The number does not include killings caused by unidentified gunmen. Before Covid-19 menaced the Philippines, figures were up by 10 percent in January 2020, according to the same report.
Moreover, the Philippine National Police reported in 2019 that there had been 22,983 drug-related deaths since the war on drugs began. More than 90 percent of these deaths remain unresolved. There are complainants but no suspects have been arrested.
The figures are jaw-dropping. Offhand, the 335 deaths caused by Covid-19 are no match for the drug war’s casualty figures. Facts show that nature is not the primary killer of mankind. Man still poses a greater threat to his own kind than a virus.
But what is interesting is that society seems to care more about Covid-19 deaths than extrajudicial killings. Is this because only the poor are being shot in cold blood while the rich are spared?
Both the government and the public are now very keen on data gathering and reporting. But the same level of diligence with regard to reporting the exact number of deaths in the administration’s drug war is lacking.

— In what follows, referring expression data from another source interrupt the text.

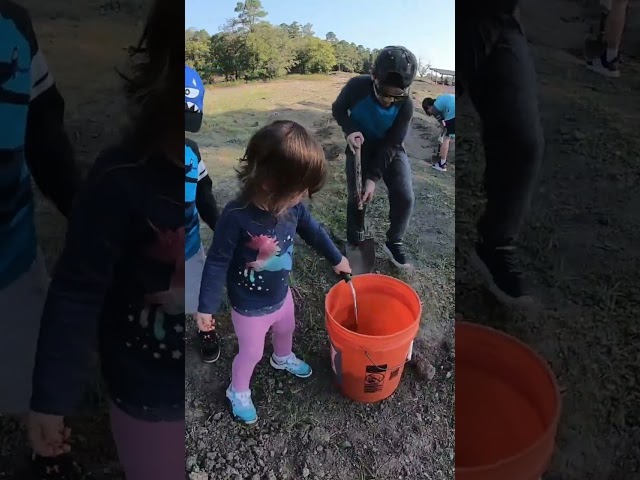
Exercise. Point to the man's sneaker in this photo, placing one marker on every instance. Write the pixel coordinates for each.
(603, 67)
(209, 346)
(291, 364)
(56, 468)
(442, 167)
(397, 255)
(499, 268)
(242, 406)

There are certainly no televised reports and daily counting of who has been killed in the drug war. There are also no public announcements nor a national clamor to investigate the killings. Perhaps nobody cares anymore. Or perhaps society has chosen not to care.
Philippine society has become callous to reports about extrajudicial killings. The killings have become ordinary news, so ordinary newspapers do not print them on the front page anymore.
What is worse is the bias the majority have developed. Many had jumped to conclude that the victims were killed because they were addicts and drug pushers. Death has become the very proof and indication of guilt in an alleged crime rather than evidence.
The present pandemic brings out the best and the worst in humanity. While it may teach society to fight for survival, it can also cause societal amnesia. Yes, Philippine society is suffering from a societal amnesia — the inability or intentional refusal to confront a dark past that needs resolution in the present.
We, as a nation, have simply brushed the killings aside by pretending they have never existed. We have created what Philippine sociologist Randy David described as “necessary fiction.” David believed that it is possible for a people or individuals to remember something even if they have not experienced it. “Or, alternatively, individuals can develop amnesia or experience psychological disorientation due to severe injury,” David wrote in one of his columns.
Has the war on drugs become a massacre too much for Philippine society to endure that it chooses to forget rather than to confront it?
The coronavirus is indeed the great equalizer. But sadly, the government’s war on drugs is not an equalizer at all. It chooses. It discriminates the rich from the poor. It knows borders. Thousands living below the poverty line have been killed. And the killings happen in dilapidated shanties, not in exclusive and rich villages or subdivisions. Thus, either in a pandemic like Covid-19 or in Duterte’s drug war, the poor are always on the losing side.
Joseph Peter Calleja is a lawyer and editor of Bayard Philippines. He is also a member of the Lay-Religious Alliance of the Assumptionists. The views expressed in this article are those of the author and do not necessarily reflect the official editorial position of UCA News.